A third source familiar with testimony by Fancelli before the select committee told CNN that Lofgren’s description of the donor fits Fancelli’s situation as a major donor to Turning Point Action. The congresswoman told CNN that “the major donor to that was a woman who took the Fifth Amendment when she was interviewed by us who specifically excluded speaker’s fees from her donation.”
Fancelli gave about $1 million to the group, and a proposal soliciting her donation said the money would go to busing students and social media influencers to the rally, and to video and other media production, the person familiar with her testimony said.
On Tuesday, Lofgren defended her previous comments about Guilfoyle’s fee during an interview with Wolf Blitzer, saying she didn’t think she had mischaracterized the payment since it came from part of the network connected to Trump.
“The question is, are Trump individuals benefiting from this whole enterprise of raising money around the so-called ‘Stop the Steal,’ ” Lofgren told Blitzer. “And the answer is yes.”
The committee declined to comment when asked whether Fancelli’s donation was the source of money used to pay Guilfoyle’s speaking fee. Neither Guilfoyle nor her attorney responded to requests for comment. Turning Point declined to comment.
During Monday’s hearing the committee showed a video presentation from a senior investigator to lay out how Trump used the false claims of election fraud to raise the $250 million from donors. According to the investigator, the fundraising emails indicated the money would go toward an election defense fund, but the investigator said most of the money was routed to Save America, a pro-Trump PAC.
Lofgren appeared on CNN soon after that presentation and disclosed the payment to Guilfoyle as an example of “grift.” Tapper asked whether the committee has found “evidence that Trump and his family ‘personally benefited’ from donations.”
“For example, we know that Guilfoyle was paid for the introduction she gave at the speech on January 6. She received compensation for that,” Lofgren said. “I’m not saying it’s a crime, but I’m saying it’s grift.”
Committee Chairman Bennie Thompson was asked by CNN late Monday to clarify if Guilfoyle had been paid with “Stop the Steal” funds.
“I did not say that,” Thompson, a Mississippi Democrat, told CNN, adding: “It was strictly paid out of expenditures that came from people who came to the Stop the Steal rally.”

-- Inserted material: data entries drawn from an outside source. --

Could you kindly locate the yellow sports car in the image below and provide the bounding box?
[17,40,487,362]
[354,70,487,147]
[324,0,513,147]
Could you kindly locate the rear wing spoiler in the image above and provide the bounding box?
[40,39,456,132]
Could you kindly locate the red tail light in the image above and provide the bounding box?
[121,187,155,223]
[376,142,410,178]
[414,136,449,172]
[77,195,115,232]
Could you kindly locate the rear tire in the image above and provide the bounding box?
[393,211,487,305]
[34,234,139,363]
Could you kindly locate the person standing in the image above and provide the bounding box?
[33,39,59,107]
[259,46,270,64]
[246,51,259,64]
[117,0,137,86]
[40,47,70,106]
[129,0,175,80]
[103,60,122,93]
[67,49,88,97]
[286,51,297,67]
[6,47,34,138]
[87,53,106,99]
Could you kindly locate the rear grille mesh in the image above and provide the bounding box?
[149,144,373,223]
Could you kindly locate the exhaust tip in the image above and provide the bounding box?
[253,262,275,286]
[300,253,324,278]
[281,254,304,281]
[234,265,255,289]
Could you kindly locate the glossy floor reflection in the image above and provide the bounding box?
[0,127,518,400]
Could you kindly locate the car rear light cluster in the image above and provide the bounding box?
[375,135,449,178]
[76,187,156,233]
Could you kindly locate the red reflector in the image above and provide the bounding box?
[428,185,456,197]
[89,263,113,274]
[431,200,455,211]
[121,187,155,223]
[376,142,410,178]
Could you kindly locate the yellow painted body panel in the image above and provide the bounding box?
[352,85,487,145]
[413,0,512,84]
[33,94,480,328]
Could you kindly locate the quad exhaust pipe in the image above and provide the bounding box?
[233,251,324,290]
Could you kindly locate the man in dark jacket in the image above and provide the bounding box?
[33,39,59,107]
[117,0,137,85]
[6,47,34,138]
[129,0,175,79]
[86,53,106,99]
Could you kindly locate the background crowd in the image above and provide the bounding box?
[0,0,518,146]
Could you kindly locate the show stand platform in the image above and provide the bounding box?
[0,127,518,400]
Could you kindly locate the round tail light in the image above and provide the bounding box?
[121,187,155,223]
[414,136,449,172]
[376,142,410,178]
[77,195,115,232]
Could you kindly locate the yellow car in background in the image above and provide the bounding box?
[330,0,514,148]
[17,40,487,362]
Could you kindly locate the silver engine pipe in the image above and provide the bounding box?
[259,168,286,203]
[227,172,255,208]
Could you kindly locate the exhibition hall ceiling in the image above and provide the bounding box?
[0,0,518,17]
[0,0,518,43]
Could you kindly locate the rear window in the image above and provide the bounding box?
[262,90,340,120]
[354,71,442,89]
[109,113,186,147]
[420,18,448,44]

Thompson noted that the payment was still something that the public, including Trump supporters, was not aware of at the time of the speech.
“First of all, we think the majority of the public would be concerned that if the girlfriend of Donald Trump (Jr.) made $60,000 for a few minutes speech, that they had no idea. She had to get paid to speak at something everybody else was coming to because they thought it was the right thing to do,” he said.
CNN’s Katelyn Polantz contributed to this report.
CORRECTION: This story has been updated to correct the name of the organization that paid Guilfoyle for her January 6, 2021, speech, and with further reporting Tuesday.